"There. Stone's thicker on that side, fewer visible cracks in the surface. Stay near the left edge, move smoothly without stopping, don't put weight concentration in the middle where it's weakest."
"Show me."
She stepped onto the bridge.
I launched immediately, catching air and positioning myself alongside her close enough to grab her if the stone failed. Close enough to catch her if she fell. My wings beat steady, holding position while she moved across the ancient structure.
She moved deliberately, testing each step before committing weight to it. The bridge groaned under her but held, stone settling with sounds that made my chest tight.
Halfway across, the wind picked up suddenly.

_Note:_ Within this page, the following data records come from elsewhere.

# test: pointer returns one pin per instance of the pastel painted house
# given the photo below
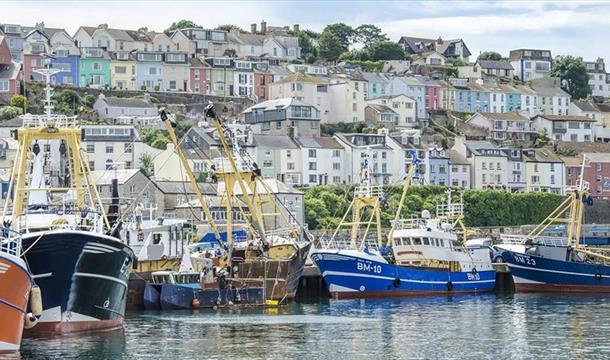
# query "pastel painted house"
(10, 74)
(176, 73)
(94, 68)
(149, 71)
(122, 70)
(414, 89)
(200, 73)
(565, 127)
(513, 126)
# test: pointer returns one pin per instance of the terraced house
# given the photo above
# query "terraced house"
(149, 70)
(94, 69)
(176, 72)
(122, 70)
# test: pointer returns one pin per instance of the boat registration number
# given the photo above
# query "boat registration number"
(525, 260)
(369, 267)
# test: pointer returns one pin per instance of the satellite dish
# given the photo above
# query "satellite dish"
(425, 214)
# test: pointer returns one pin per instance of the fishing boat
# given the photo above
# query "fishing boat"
(15, 286)
(421, 256)
(542, 263)
(264, 269)
(79, 263)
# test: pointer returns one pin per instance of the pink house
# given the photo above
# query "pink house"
(10, 72)
(200, 73)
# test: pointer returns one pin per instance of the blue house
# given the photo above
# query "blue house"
(414, 89)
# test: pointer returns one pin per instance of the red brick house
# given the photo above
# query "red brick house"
(597, 173)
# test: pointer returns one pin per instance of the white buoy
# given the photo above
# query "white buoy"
(36, 300)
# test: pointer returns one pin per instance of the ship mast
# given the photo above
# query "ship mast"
(51, 127)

The Gap created a natural wind tunnel and air rushed up from the depths, carrying heat and pressure that tried to push her off course. Hallie dropped low immediately, gripping the stone surface. I positioned myself between her and the wind, blocking the worst gusts with my body and wings, using my mass as a shield.
She kept moving through it, slower now but steady, focused entirely on the crossing. Seventy-five feet from the eastern edge, the stone made a sound.
Not loud. Just a quiet groan somewhere deep in the structure, stress redistributing as cracks spread.
Hallie froze.
"Keep moving," I said, fighting to keep my voice calm. "Weight concentration in one spot makes it worse. Distribute it by moving forward."
She took another step and the groaning got louder. I could see the cracks spreading now—hairline fractures becoming visible across the surface, branching out like dark veins.
"Faster," I said, watching the bridge deteriorate in real time, calculating how much time we had before catastrophic failure.
She moved faster without running, maintaining that controlled walk because running would create impact force the structure couldn't handle. Fifty feet from safety. Forty. Thirty.
The crack was audible—a sharp sound like ice breaking on a frozen lake. A section near the center collapsed into the chasm with a sound that echoed off the walls.
"Run," I said.
She ran.
The bridge disintegrated behind her, massive sections breaking away and tumbling into darkness. I dove, wings folded, ready to catch her if she fell, but she reached the eastern edge and threw herself forward onto solid ground just as the final section gave way beneath her feet.
The bridge was gone. Just empty space where ancient stone had been moments before.
She lay on the ledge gasping for air. I landed beside her immediately, hands checking for injuries, for any sign she'd been hurt in those final seconds. Nothing. Just adrenaline and fear making her shake.
"You're unhurt?" I asked, needing to hear her say it.
"Yes. Just—" She sat up slowly, still catching her breath. "That was closer than I wanted it to be."
"But you made it." I pulled her upright, steadying her. "And Kethar can't follow us this way now. He'll have to fly the long route around the chasm, which adds four hours to his approach time."
She looked back at the empty space where the bridge had been. "Good. Let him take the long way and waste his remaining strength."
Smart female. Already thinking tactically even after nearly dying, already calculating how this changed the strategic situation in our favor.
"Can you keep going?" I asked.
"Yes." She brushed stone dust off her suit. "How much further to The Eyrie?"
"Four hours, all ascending from here. Steep climbs but nothing as dangerous as what we just crossed."
She adjusted her pack, settling the weight properly on her shoulders. "Then let's move before I have time to think too hard about what just happened."
We reached The Eyrie by early afternoon.